This moment has inspired us to try to celebrate New Years Eve on every continent(So far we have N America, Africa and now Europe)
The next morning we woke up and flew on to Rome to continue our whirlwind tour of some Europe’s most famous sites. Blog posts of this, our more recent trip to Jamaica and upcoming road trip/dogsledding in Scandinavia are on their way soon!
Trying to see two of the worlds great cities in 9 days is a Herculean task, but we gave it our best shot last month travelling to Paris and Rome. During the middle few days in Paris we dragged our friends EF and MF on a whirlwind tour. Ignoring dreary rain and chilly temperatures, we biked, walked, ate and drank our way around town at breakneck speed.
We probably were not supposed to be taking our rental bikes on this stone walk along the banks of the Seine, but it made for a memorable if a bit bumpy morning.
A view from the windows of the Musee D’Orsay looking out onto the Louvre. It really is worth getting up early to get to these museums before the crowds, the people of Paris are not early risers which may be related to Parisian restaurants not even opening their doors until 8pm.
Arc de Triomphe. This arch sits at the end of the “times-squarified” Champs-Elysees and got me wondering why Europeans seem to think is a good idea to turn great historical monuments into traffic circles.

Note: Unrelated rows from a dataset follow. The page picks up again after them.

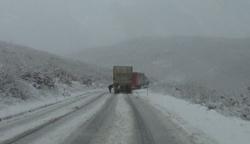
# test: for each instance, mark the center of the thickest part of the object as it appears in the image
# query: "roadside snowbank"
(19, 108)
(199, 122)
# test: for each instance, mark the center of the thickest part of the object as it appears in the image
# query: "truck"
(139, 80)
(122, 79)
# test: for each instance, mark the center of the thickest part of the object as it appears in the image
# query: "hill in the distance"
(26, 72)
(213, 71)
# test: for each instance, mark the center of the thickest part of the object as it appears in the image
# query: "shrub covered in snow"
(25, 72)
(197, 92)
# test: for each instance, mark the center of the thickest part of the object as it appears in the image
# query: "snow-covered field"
(22, 107)
(205, 126)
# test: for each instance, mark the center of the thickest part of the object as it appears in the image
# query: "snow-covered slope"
(26, 73)
(213, 71)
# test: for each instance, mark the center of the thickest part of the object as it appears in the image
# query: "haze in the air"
(62, 26)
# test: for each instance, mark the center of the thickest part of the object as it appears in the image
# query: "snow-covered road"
(101, 118)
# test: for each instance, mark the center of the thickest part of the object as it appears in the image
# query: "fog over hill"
(187, 66)
(26, 73)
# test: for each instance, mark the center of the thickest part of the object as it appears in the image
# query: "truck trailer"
(122, 79)
(139, 80)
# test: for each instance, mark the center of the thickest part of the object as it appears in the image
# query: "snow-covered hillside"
(212, 71)
(27, 74)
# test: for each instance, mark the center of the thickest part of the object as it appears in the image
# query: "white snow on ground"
(60, 134)
(122, 130)
(119, 127)
(26, 106)
(200, 122)
(9, 133)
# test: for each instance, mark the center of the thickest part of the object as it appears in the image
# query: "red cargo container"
(137, 79)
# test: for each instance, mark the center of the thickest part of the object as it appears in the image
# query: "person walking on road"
(110, 87)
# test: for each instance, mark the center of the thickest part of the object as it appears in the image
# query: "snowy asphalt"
(97, 119)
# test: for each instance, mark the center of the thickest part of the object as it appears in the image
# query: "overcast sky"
(66, 25)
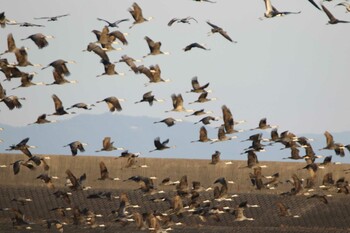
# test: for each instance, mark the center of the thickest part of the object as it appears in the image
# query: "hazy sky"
(292, 70)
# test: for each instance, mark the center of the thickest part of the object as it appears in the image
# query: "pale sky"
(292, 70)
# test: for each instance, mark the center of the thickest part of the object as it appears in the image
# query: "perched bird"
(75, 146)
(136, 13)
(161, 145)
(107, 145)
(332, 19)
(217, 29)
(113, 24)
(113, 103)
(52, 18)
(169, 121)
(39, 39)
(194, 45)
(181, 20)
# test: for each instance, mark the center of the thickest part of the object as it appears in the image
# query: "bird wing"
(136, 12)
(195, 83)
(57, 102)
(203, 134)
(328, 13)
(103, 170)
(329, 139)
(172, 21)
(212, 25)
(104, 20)
(106, 143)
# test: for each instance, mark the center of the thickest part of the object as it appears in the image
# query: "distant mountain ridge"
(136, 133)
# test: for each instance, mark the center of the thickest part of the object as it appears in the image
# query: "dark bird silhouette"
(314, 4)
(109, 69)
(229, 121)
(75, 146)
(107, 145)
(222, 135)
(82, 106)
(148, 97)
(344, 4)
(136, 13)
(39, 39)
(194, 45)
(113, 103)
(75, 184)
(104, 172)
(169, 121)
(101, 52)
(59, 109)
(196, 87)
(181, 20)
(52, 18)
(154, 47)
(26, 80)
(217, 29)
(60, 67)
(113, 24)
(16, 166)
(215, 158)
(202, 98)
(42, 120)
(23, 147)
(271, 11)
(130, 62)
(332, 19)
(161, 145)
(207, 120)
(203, 135)
(178, 102)
(12, 101)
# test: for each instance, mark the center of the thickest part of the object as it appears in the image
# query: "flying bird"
(271, 11)
(113, 24)
(332, 19)
(217, 29)
(136, 13)
(39, 39)
(181, 20)
(59, 109)
(161, 145)
(113, 103)
(75, 146)
(154, 47)
(169, 121)
(52, 18)
(107, 145)
(194, 45)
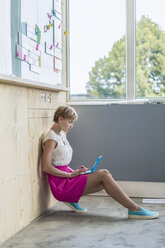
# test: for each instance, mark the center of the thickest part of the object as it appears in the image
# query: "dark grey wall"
(131, 139)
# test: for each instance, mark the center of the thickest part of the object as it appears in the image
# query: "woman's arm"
(47, 158)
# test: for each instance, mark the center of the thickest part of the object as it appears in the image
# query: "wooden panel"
(24, 189)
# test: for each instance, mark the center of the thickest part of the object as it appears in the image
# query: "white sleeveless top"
(62, 154)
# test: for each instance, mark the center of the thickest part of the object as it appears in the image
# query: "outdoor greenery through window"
(150, 48)
(98, 51)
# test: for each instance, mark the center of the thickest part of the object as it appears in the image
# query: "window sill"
(13, 80)
(113, 102)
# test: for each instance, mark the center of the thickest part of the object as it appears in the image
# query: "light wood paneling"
(24, 189)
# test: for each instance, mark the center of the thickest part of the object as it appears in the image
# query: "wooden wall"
(24, 190)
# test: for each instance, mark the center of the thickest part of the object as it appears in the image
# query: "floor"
(105, 225)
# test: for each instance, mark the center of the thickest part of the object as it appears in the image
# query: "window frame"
(130, 7)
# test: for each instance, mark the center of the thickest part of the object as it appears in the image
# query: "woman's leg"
(102, 179)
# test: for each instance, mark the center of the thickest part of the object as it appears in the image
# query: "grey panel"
(130, 137)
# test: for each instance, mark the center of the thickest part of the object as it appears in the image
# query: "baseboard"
(140, 189)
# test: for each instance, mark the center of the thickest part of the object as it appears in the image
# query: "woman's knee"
(105, 173)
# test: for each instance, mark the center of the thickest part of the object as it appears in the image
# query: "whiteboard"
(30, 47)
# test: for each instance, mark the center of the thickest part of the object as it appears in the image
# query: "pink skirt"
(67, 189)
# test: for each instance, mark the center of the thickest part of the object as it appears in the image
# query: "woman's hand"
(78, 171)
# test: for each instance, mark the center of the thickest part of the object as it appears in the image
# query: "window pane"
(150, 48)
(97, 49)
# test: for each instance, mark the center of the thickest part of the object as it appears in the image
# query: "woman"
(69, 185)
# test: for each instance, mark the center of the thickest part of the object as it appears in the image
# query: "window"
(97, 49)
(150, 48)
(117, 49)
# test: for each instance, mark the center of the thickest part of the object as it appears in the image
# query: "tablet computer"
(94, 166)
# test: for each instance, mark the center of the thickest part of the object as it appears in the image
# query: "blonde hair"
(65, 112)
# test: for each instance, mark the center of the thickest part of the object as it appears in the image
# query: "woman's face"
(65, 124)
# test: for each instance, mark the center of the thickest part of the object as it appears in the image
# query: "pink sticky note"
(45, 28)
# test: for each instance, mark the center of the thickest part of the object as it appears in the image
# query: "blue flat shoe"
(76, 207)
(143, 214)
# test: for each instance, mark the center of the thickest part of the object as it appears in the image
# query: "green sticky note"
(38, 33)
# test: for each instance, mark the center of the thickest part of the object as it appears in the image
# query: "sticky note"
(37, 47)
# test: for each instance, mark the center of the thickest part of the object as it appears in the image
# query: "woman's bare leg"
(102, 179)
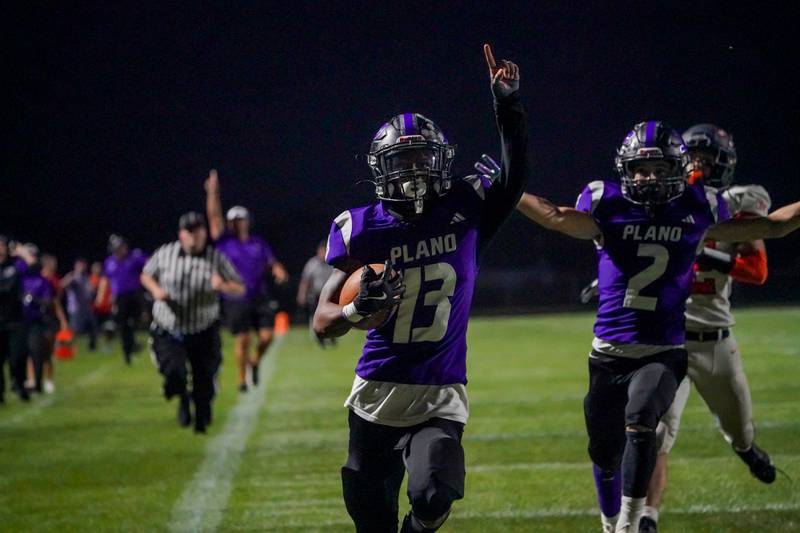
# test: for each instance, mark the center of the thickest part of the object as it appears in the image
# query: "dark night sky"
(118, 111)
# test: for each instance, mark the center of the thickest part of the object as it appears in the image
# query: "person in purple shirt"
(14, 263)
(41, 311)
(408, 404)
(80, 296)
(255, 262)
(648, 229)
(122, 269)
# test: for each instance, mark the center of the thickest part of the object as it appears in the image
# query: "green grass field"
(104, 452)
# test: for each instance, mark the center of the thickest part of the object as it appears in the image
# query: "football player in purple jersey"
(715, 365)
(408, 404)
(648, 229)
(255, 261)
(122, 269)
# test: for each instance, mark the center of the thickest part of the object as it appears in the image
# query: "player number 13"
(438, 298)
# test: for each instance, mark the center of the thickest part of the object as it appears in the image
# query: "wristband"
(351, 314)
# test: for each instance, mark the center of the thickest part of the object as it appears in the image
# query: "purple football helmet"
(410, 160)
(718, 145)
(652, 141)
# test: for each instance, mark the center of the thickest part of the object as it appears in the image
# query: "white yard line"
(202, 504)
(677, 461)
(38, 405)
(539, 513)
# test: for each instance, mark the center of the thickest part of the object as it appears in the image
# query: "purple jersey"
(252, 259)
(37, 297)
(123, 274)
(645, 262)
(425, 341)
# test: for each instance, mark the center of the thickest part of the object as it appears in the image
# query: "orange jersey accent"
(751, 268)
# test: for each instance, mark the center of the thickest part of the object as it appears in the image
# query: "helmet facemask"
(716, 145)
(660, 187)
(652, 142)
(414, 171)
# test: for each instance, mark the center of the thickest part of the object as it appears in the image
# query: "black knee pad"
(366, 503)
(436, 476)
(434, 502)
(606, 455)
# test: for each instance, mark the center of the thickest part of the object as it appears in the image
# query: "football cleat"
(184, 412)
(759, 462)
(648, 525)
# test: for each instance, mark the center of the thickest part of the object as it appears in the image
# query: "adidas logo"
(458, 217)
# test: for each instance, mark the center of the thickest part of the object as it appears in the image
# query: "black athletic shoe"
(23, 393)
(184, 411)
(648, 525)
(759, 462)
(254, 373)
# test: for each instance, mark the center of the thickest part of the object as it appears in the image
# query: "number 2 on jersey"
(440, 298)
(660, 256)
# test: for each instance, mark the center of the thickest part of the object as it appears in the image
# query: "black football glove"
(488, 168)
(376, 293)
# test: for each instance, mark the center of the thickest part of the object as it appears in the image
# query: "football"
(350, 291)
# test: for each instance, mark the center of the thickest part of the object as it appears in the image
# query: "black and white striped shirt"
(193, 305)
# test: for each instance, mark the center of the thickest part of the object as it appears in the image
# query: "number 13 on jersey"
(414, 279)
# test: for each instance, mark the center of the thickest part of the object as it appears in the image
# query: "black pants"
(628, 392)
(127, 311)
(13, 339)
(202, 351)
(380, 455)
(40, 336)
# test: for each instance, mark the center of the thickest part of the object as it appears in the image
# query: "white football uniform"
(715, 365)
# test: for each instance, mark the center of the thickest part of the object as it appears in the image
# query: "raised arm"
(503, 195)
(777, 224)
(566, 220)
(216, 222)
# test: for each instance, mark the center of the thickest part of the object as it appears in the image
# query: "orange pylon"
(281, 323)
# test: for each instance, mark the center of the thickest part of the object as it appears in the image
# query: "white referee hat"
(237, 211)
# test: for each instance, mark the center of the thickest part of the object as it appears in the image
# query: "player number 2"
(660, 256)
(440, 298)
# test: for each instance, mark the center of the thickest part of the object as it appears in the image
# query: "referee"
(185, 278)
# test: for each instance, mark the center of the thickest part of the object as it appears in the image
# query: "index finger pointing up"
(487, 51)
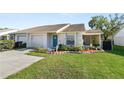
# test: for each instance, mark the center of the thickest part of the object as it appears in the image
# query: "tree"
(109, 25)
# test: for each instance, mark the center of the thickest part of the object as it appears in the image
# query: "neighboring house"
(119, 38)
(50, 36)
(7, 34)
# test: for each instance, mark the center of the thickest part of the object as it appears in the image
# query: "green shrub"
(41, 50)
(62, 47)
(69, 48)
(7, 44)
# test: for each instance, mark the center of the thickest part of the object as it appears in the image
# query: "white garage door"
(119, 41)
(37, 41)
(22, 38)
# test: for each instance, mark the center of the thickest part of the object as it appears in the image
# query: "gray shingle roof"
(75, 28)
(5, 30)
(47, 28)
(93, 31)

We loved the Montmartre neihborhood, it is everything Champs-Elysees is not…mostly, it still feels culturally Parisian.
Montmartre is dominated by the Sacre-Coeur Basilica at the top of the hill.
Sacre-Coeur holds a commanding view over Paris.
French wine (which is definitely better in France) combined with decadent French food and the Paris cafe culture makes for relaxing days filled with little luxuries…not a bad way to live.
The Eiffel Tower: Iconic enough to draw a massive crowd even on a cold and rainy Wednesday in the middle of winter.
I have heard it said that since pictures of every square inch of the planet are available in a few mouse clicks, that we have lost some of the purpose and thrill of travel. However, in my mind there is nothing that can take the place of standing in the fog looking up at this beautiful tower. If you have ever really traveled, to places far away, and seen things of unimaginable magnitude and stunning beauty, then you know it doesn’t matter how large your LCD screen is, there is no substitute for the experience of travel.
After an overnight flight with minimal sleep, on our foggy first morning, it was determined that against our better judgement and the advice of our driver we will be riding these tomorrow on the crazy streets of Paris.
Le Marais, location of our rental flat. Older of the neighborhoods of Paris.
First time in Paris!
Notre Dame looming in the fog.
Two coffee stops later, our food consumption included the longest hot dog and cheese baguette we had ever seen. Our friend is a great sport!
Our lack of sleep left us delirious and made the day seem very dream-like.
Stained glass viewed from the interior of the cathedral.
I’m in love!
Our table experienced steak tar tar, duck confit, roasted duck breast, and pan seared pork with mustard seed seasoning (above plate). Throw in a great bottle of Bordeaux and chocolate cake to call it a successful night.
Le Marais in the evening. “Our Home in Paris” (rental company) has really impressed us with our flat, driver, and concierge. We didn’t plan anything on our travel day, yet found Paris to be very walkable and easy to navigate making it easy to accomplish so much on our first day.